What is McKinsey’s 3 Horizons Model?

Businesses that are looking to achieve and maintain long-term growth must give due attention to existing products while also not overlooking innovation. The 3 Horizons framework by the international management consulting firm McKinsey provides some help on how to be effective at this.

What is the 3 Horizons Model?

First presented in The Alchemy of Growth, this model provides a method for thinking strategically about a company’s future. The framework aims to help manage present performance while also making the most of potential future opportunities for growth. It identifies three horizons across which organizations should share out its investments.

The 3 Horizons model was the result of years of research into how successful businesses sustain long-term growth. It is a favorite of many professionals and executives that have an interest in innovation for growth. Although developed in the 20th Century, the framework remains relevant today, especially when faced with uncertainty.

The Model Explained

Sometimes also referred to simply as the ‘Horizon Model’, this framework features Time on the x-axis and Value on the y-axis. It categorizes business goals, ventures, or activities into horizons in a step-like fashion, with movement from one to another over time. McKinsey notes that the Time axis does not indicate when to give attention to each horizon but instead implies the cycle in which businesses operate. The Value axis suggests the growth in value that may be achieved by giving attention to all horizons.

What does each of these horizons relate to?

Horizon One – This has to do with the core business of a company at present. It focuses on ideas that help to improve an existing business model and key capabilities in the short term. The goal is to maximize performance and improve cash flow and profits.

Horizon Two – The innovations here relate to emerging opportunities for a business. The aim in this horizon is to extend your core business into new areas or to new targets. It requires a shift of focus to promising projects or initiatives that require significant investment but are capable of delivering sizeable returns along the line.

Horizon Three – Here you have innovation ideas that entail creating a new business model or new capabilities. These ideas are usually unproven and potentially disruptive. If not disruptive, they may be a response to opportunities that are. These innovations typically take 5-12 years to return a profit.

How Does the 3 Horizons Model Help?

This McKinsey framework suggests how a company cannot afford to ignore either existing businesses or the need for innovation in its growth efforts. It helps you to strike a balance between focusing on today and the future. You can find the tool greatly useful for working out the strategies that can help ensure sustainable long-term growth.

While most companies realize the importance of innovation, they often fail to give it due attention. It is easy for organizations to become overly engrossed with Horizon One businesses with little thought for the future.

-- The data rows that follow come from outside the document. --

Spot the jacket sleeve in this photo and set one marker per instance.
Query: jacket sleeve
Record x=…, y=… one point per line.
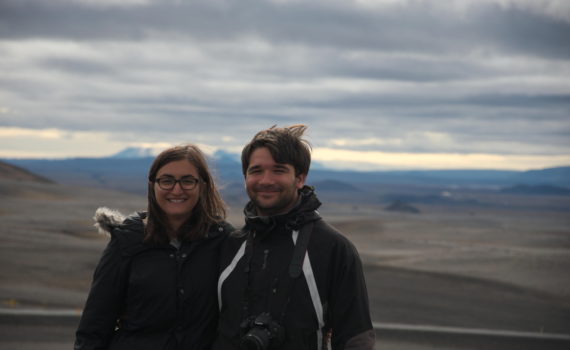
x=349, y=313
x=105, y=301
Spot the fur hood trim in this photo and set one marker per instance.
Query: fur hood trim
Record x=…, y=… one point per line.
x=107, y=219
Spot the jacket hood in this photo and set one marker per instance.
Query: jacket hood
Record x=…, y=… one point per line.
x=107, y=219
x=303, y=212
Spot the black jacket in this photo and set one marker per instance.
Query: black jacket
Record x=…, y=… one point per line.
x=146, y=296
x=338, y=274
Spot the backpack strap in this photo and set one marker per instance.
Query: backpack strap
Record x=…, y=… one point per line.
x=301, y=262
x=228, y=270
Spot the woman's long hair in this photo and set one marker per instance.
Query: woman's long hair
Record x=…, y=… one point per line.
x=209, y=209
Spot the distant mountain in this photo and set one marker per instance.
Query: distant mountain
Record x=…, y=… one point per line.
x=537, y=189
x=136, y=152
x=334, y=185
x=12, y=172
x=402, y=207
x=128, y=171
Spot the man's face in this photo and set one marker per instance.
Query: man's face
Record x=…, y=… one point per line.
x=272, y=187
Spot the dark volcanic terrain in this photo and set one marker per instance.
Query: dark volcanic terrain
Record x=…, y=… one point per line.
x=487, y=261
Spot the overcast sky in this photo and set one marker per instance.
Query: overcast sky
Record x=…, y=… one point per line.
x=382, y=84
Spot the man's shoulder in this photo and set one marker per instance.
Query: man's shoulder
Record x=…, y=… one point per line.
x=326, y=237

The 3 Horizons model can help to deal with this issue.

The framework is perfect for promoting team alignment. It helps to make sure everything is clear to stakeholders and ensure that everyone is on the same page. Discussions on what growth strategies to pursue can become easier with the model. It may especially be beneficial in large organizations in which there is a greater tendency for disparate opinions and visions.

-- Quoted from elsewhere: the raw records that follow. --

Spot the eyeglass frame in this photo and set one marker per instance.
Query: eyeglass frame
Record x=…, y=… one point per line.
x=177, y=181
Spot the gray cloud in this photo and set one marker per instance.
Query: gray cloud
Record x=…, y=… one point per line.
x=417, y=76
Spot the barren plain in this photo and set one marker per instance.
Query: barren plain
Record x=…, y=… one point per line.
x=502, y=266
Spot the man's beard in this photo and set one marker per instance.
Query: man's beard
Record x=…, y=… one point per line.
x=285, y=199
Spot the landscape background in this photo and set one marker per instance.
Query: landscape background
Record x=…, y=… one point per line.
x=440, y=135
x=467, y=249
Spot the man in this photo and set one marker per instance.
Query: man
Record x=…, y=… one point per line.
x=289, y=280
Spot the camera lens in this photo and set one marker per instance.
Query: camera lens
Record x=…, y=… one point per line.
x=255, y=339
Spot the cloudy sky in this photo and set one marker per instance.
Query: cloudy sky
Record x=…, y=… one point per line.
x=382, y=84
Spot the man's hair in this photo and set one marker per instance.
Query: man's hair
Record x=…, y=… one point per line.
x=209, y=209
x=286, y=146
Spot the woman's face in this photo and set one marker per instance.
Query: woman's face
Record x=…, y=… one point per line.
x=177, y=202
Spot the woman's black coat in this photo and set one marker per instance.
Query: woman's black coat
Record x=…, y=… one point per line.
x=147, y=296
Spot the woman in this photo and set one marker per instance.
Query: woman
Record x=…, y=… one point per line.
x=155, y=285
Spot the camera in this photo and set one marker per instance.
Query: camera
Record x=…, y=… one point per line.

McKinsey’s 3 Horizons may not only be ideal for growth strategy but also portfolio management. It offers a simple approach for conveying the plans a company has for its today and future.

How to Use the Framework

The 3 Horizons model provides you with a great structure for managing both current and future opportunities simultaneously for growth. Executive-level managers can use it as a blueprint for doing this effectively. What’s the best way to use this framework for sustainable long-term growth?

You need to start by determining the horizons which the projects in your growth strategy match. What’s the estimated length of time it will take to see results? What are your best-performing products or businesses at present?

It helps for a company to have an idea of what would be needed in the future to maintain growth. This means putting things in place to ensure that it does not go under if the existing businesses were to go awry. It entails identifying profitable future ideas and opportunities to work towards – Horizon Three ideas.

With the above already taken care of, you need to work out your transition from one horizon to the other in due course.  Investments should be spread across the three horizons without leaving out anyone. The recommendation is to devote the largest share to Horizon One innovations, which are critical for survival. Projects or activities in Horizon Two take the second-largest share while the remainder goes to Horizon Three initiatives.